CMS is implementing this policy in a non-budget neutral manner that will not “simply increase other expenditures that are unnecessary within the OPPS and drive service-distorting decisions.” CMS raised concerns that current payment incentives are affecting site-of-service decision-making based on payment incentives rather than on other factors, such as patient acuity or medical necessity. CMS believes these shifts in site-of-service to higher cost hospital PBDs are unnecessary if beneficiaries can safely receive the same services in a lower cost setting and also result in unnecessary increases in beneficiary cost-sharing payments.

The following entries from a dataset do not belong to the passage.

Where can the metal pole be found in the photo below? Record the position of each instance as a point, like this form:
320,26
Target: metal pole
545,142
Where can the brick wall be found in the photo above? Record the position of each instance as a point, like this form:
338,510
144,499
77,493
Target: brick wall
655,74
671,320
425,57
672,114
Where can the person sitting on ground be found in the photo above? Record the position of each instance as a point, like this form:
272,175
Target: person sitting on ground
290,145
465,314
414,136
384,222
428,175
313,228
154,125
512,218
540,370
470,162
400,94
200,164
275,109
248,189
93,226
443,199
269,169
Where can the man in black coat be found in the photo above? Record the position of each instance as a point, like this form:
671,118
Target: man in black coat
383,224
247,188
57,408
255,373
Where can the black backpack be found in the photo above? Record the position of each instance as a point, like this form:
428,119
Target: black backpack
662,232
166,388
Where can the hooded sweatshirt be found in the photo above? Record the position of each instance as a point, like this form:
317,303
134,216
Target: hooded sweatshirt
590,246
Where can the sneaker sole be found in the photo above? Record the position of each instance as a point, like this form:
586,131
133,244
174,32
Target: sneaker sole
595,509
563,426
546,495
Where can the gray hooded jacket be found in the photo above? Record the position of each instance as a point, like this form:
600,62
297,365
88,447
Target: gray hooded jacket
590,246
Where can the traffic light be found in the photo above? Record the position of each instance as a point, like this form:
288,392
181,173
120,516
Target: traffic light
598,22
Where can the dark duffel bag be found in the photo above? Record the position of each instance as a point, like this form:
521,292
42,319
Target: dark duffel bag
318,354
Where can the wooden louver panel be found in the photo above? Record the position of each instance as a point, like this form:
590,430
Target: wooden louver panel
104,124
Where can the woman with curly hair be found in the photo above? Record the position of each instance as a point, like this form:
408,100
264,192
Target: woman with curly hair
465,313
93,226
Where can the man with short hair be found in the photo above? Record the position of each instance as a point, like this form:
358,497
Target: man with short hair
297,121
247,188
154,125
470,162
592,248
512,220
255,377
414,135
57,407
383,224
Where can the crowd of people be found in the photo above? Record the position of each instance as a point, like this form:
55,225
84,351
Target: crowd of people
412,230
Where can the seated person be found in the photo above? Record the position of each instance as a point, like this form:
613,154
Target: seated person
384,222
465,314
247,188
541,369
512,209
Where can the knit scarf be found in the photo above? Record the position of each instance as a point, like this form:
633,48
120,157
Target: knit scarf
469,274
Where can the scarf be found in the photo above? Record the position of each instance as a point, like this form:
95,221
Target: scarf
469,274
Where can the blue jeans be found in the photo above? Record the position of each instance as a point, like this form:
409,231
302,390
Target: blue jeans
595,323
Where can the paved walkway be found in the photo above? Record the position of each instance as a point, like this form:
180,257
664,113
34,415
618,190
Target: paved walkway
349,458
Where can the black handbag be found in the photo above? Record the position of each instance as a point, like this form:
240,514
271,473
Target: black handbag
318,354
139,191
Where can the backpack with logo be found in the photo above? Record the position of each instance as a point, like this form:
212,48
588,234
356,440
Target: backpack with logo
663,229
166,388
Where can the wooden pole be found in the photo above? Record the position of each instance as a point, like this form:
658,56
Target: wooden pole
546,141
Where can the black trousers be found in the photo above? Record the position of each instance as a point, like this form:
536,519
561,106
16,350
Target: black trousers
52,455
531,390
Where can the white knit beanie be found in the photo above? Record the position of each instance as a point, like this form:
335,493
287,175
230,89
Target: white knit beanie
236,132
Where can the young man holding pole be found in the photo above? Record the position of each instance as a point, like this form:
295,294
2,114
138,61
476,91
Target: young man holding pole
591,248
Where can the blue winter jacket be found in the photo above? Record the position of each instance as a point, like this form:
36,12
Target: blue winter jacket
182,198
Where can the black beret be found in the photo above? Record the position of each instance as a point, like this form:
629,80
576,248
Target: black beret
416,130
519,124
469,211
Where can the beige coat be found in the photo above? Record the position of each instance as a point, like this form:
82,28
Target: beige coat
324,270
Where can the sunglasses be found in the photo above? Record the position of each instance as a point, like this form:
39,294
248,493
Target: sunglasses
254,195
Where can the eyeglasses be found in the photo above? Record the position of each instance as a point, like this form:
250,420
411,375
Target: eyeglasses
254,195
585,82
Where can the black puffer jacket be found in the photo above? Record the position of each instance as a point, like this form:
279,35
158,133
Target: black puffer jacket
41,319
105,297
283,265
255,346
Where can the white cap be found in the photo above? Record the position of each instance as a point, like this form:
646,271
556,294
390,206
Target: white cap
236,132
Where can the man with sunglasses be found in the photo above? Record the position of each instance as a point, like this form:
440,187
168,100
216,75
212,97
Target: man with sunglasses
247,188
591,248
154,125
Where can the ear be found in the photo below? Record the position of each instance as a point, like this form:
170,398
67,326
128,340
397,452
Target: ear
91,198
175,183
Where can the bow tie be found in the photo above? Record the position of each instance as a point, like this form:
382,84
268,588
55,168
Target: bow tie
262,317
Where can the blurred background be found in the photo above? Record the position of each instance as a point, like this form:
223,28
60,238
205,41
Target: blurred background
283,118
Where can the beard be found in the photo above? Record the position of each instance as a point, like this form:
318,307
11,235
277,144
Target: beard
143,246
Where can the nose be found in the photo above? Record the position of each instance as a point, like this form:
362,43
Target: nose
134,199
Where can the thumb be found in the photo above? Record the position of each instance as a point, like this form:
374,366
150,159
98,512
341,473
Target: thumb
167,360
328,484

Although the district court vacated the payment cuts for 2019, CMS believes it has the necessary statutory authority and is implementing the second year of the two-year phase-in of payment cuts for the clinic visits in excepted PBDs. In 2020, the second year of the two-year phase-in, the rate paid for these clinic services under the MPFS is 40 percent of the OPPS payment for CY 2020. CMS estimates that the Medicare program will save approximately $640 million, and Medicare beneficiaries will save approximately $160 million, due to reduced copayments as a result of these payment cuts in CY 2020.

As of the release of the final rule, CMS is still evaluating its appeal options from the district court’s final order. CMS disagreed with commenters who felt that CMS should suspend the payment cuts until the ongoing litigation is concluded, stating that “freezing the payment rate, even at the 2019 rate, still ‘traps’ the unnecessary spending within the OPPS.” While it is considering a possible appeal, CMS is determining what steps it could take to ensure that affected CY 2019 claims are paid in accordance with the district court’s final order vacating the 2019 payment cuts if it declines to appeal or if an appeal is unsuccessful.